The role of antimicrobial therapy in tetanus remains debated. The in vitro susceptibilities of C. tetani include metronidazole, penicillins, cephalosporins, imipenem. macrolides, and tetracy-cline. A study comparing oral metronidazole to intramuscular penicillin showed better survival, shorter hospitalization, and less progression of disease in the metronidazole group. This may reflect a true advantage of metronidazole over penicillin, but it more likely corresponds to a negative effect of penicillin, a known GABA antagonist. Topical antibiotic application to the umbilical stump appears to reduce the risk of neonatal tetanus.

Nutritional support should be started as soon as the patient is stable. The volume of enteral feeding needed to meet the exceptionally high caloric and protein requirements of these patients may exceed the capacity of the gastrointestinal system.

The mortality rate in mild and moderate tetanus is presently about 6 percent; for severe tetanus, it may reach as high as 60%, even in expert centers. Among adults, age has very little effect on mortality, with octogenarians and nonagenarians faring as well as middle-aged patients.
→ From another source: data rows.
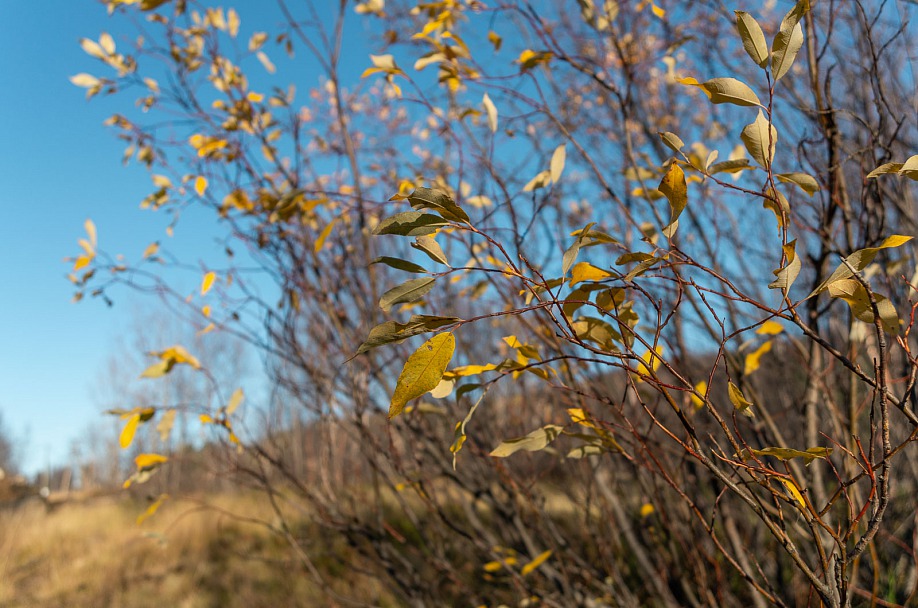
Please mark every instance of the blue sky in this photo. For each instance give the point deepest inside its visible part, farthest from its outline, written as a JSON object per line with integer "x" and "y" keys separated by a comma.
{"x": 59, "y": 166}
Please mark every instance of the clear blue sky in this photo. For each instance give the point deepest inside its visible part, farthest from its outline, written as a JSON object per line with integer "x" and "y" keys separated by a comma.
{"x": 58, "y": 167}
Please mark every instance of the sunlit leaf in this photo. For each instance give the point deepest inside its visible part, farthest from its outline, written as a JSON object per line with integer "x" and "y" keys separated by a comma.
{"x": 542, "y": 179}
{"x": 760, "y": 139}
{"x": 166, "y": 422}
{"x": 399, "y": 264}
{"x": 423, "y": 371}
{"x": 786, "y": 276}
{"x": 584, "y": 271}
{"x": 235, "y": 401}
{"x": 770, "y": 328}
{"x": 393, "y": 332}
{"x": 804, "y": 181}
{"x": 208, "y": 282}
{"x": 557, "y": 163}
{"x": 793, "y": 491}
{"x": 410, "y": 223}
{"x": 859, "y": 260}
{"x": 540, "y": 559}
{"x": 725, "y": 90}
{"x": 533, "y": 442}
{"x": 855, "y": 295}
{"x": 672, "y": 141}
{"x": 752, "y": 361}
{"x": 129, "y": 430}
{"x": 739, "y": 401}
{"x": 144, "y": 461}
{"x": 491, "y": 112}
{"x": 674, "y": 189}
{"x": 788, "y": 40}
{"x": 753, "y": 38}
{"x": 429, "y": 246}
{"x": 409, "y": 291}
{"x": 808, "y": 456}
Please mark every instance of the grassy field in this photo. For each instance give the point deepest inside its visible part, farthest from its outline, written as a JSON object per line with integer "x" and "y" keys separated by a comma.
{"x": 94, "y": 553}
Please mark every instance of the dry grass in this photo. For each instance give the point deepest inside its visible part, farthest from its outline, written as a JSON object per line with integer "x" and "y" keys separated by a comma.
{"x": 95, "y": 554}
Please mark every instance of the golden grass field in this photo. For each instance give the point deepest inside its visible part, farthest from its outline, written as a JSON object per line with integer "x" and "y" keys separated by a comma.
{"x": 93, "y": 554}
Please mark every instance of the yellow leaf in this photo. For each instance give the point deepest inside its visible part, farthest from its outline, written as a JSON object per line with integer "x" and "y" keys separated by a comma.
{"x": 702, "y": 388}
{"x": 770, "y": 328}
{"x": 269, "y": 67}
{"x": 324, "y": 235}
{"x": 144, "y": 461}
{"x": 232, "y": 22}
{"x": 535, "y": 563}
{"x": 584, "y": 271}
{"x": 84, "y": 80}
{"x": 200, "y": 185}
{"x": 207, "y": 282}
{"x": 107, "y": 43}
{"x": 81, "y": 262}
{"x": 151, "y": 510}
{"x": 752, "y": 359}
{"x": 793, "y": 491}
{"x": 739, "y": 401}
{"x": 472, "y": 370}
{"x": 491, "y": 111}
{"x": 158, "y": 369}
{"x": 180, "y": 355}
{"x": 651, "y": 357}
{"x": 557, "y": 163}
{"x": 165, "y": 425}
{"x": 423, "y": 371}
{"x": 235, "y": 401}
{"x": 127, "y": 433}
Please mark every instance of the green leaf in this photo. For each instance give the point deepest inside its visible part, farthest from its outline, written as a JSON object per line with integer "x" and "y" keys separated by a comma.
{"x": 672, "y": 141}
{"x": 725, "y": 90}
{"x": 409, "y": 291}
{"x": 756, "y": 136}
{"x": 859, "y": 260}
{"x": 788, "y": 274}
{"x": 739, "y": 401}
{"x": 399, "y": 264}
{"x": 674, "y": 189}
{"x": 532, "y": 442}
{"x": 422, "y": 371}
{"x": 788, "y": 41}
{"x": 410, "y": 223}
{"x": 804, "y": 181}
{"x": 753, "y": 39}
{"x": 429, "y": 245}
{"x": 439, "y": 201}
{"x": 391, "y": 332}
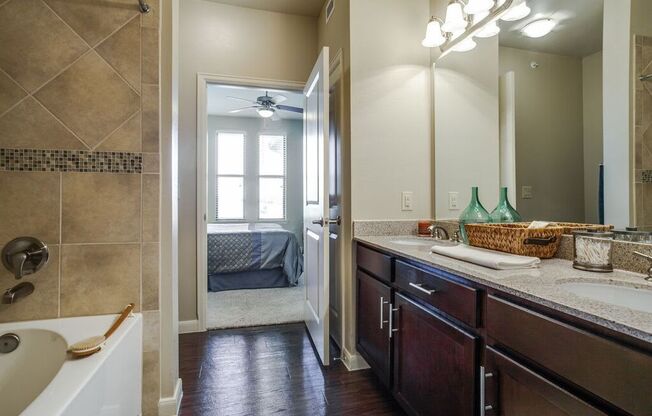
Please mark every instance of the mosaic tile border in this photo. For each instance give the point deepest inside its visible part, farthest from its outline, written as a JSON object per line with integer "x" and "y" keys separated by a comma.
{"x": 40, "y": 160}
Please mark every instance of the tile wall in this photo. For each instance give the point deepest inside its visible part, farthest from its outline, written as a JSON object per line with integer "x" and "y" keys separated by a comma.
{"x": 79, "y": 159}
Tetanus survivors often have serious psychological problems related to the disease and its treatment that persist after recovery, and that may require psychotherapy.


Tetanus is preventable in almost all patients, leading to its description as the inexcusable disease. A series of 3 monthly intramuscular injections of alum-adsorbed tetanus toxoid provides almost complete immunity for at least 5 years. Patients less than 7 years of age should receive combined diphtheria-tetanus-pertussis vaccine, and other patients combined diphtheria-tetanus vaccine. Routine booster injections are indicated every 10 years; more frequent administration may increase the risk of a reaction. Some patients with humoral immune deficiencies may not respond adequately to toxoid injection: such patients should receive passive immunization for tetanus-prone injuries regardless of the period since the last booster. Most young patients with human immunodeficiency virus (HIV) infection appear to retain antitetanus antibody production if their primary immunization series was completed prior to acquiring HIV. Vitamin A deficiency interferes with the response to tetanus toxoid. A recent report documented tetanus in babies of women immunized with toxoid later shown to be devoid of potency; this disconcerting report underscores the need for quality control in toxoid production.

Although any wound may be inoculated with tetanus spores. Some types of injury are more frequently associated with tetanus and are therefore deemed tetanus-prone. These include wounds that are contaminated with dirt, saliva, or feces; puncture wounds, including unsterile injections; missile injuries; burns; frostbite; avulsions; and crush injuries. Patients with these wounds who have not received adequate active immunization in the past 5 years, or in whom immunodeficiency is suspected. should receive passive immunization with HTIG (250-500 IU, intramuscularly) in addition to active immunization.

Mild reactions to tetanus toxoid (e.g.. local tenderness, edema, low-grade fever) are common. More severe reactions are rare; some are actually due to hypersensitivity to the preservative thiomersal.